Reopt is a general purpose decompilation and recompilation tool for repurposing application logic. It does this by analyzing machine code to recover a more flexible program representation -- specifically the LLVM assembly language. Once in this format, one can then apply optimization tools to optimize the LLVM, recompile the application into optimized or security hardened object code, and use Reopt to merge the recompiled code back into the original executable.
Reopt supports Linux x86_64 programs. We are working towards a full 1.0 release, but the current pre-release version supports the end-to-end recompilation toolchain.
Although Reopt can build on other POSIX systems such as OSX, we recommend building Reopt to run on Linux. Reopt currently only supports Elf binaries which are the default binary format for Linux. It does not support OSX Macho binaries, and so it is easier to find applications to try Reopt on when running Linux.
For most people, the easiest way to try out Reopt is to try it out on Gitpod. This requires an account on Gitpod, but gives you access to a VSCode IDE connected to a Linux container with Reopt pre-installed.
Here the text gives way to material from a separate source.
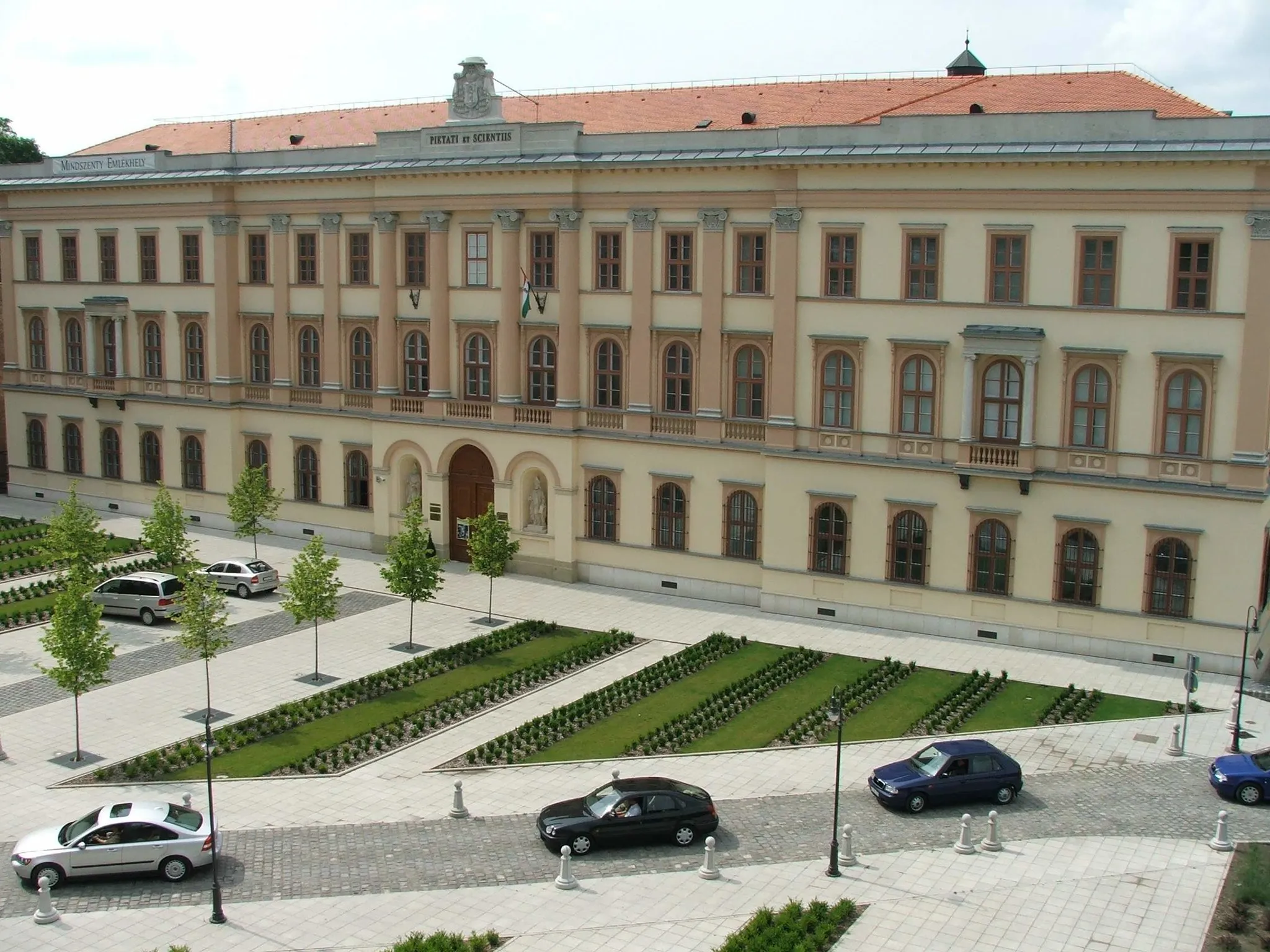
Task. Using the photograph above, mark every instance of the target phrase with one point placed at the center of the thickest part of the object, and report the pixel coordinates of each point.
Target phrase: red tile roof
(802, 103)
If you have Linux installed, you can download one of our recent releases from the Releases page. We build releases as static binaries on Centos 7, so they should work on a variety of distributions.
If you have Docker installed, you can install and run the Reopt pre-release Docker image by running:
docker pull galoisbinaryanalysis/reopt docker run --rm -it galoisbinaryanalysis/reopt
Building from source
Building Reopt requires that one has installed the GHC Haskell compiler and supporting tooling. We currently build on GHC 8.10.4. An easy way to get GHC is to install ghcup, and run
ghcup install ghc-8.10.4. We also maintain a Docker image that has GHC and other dependencies preinstalled for building Reopt.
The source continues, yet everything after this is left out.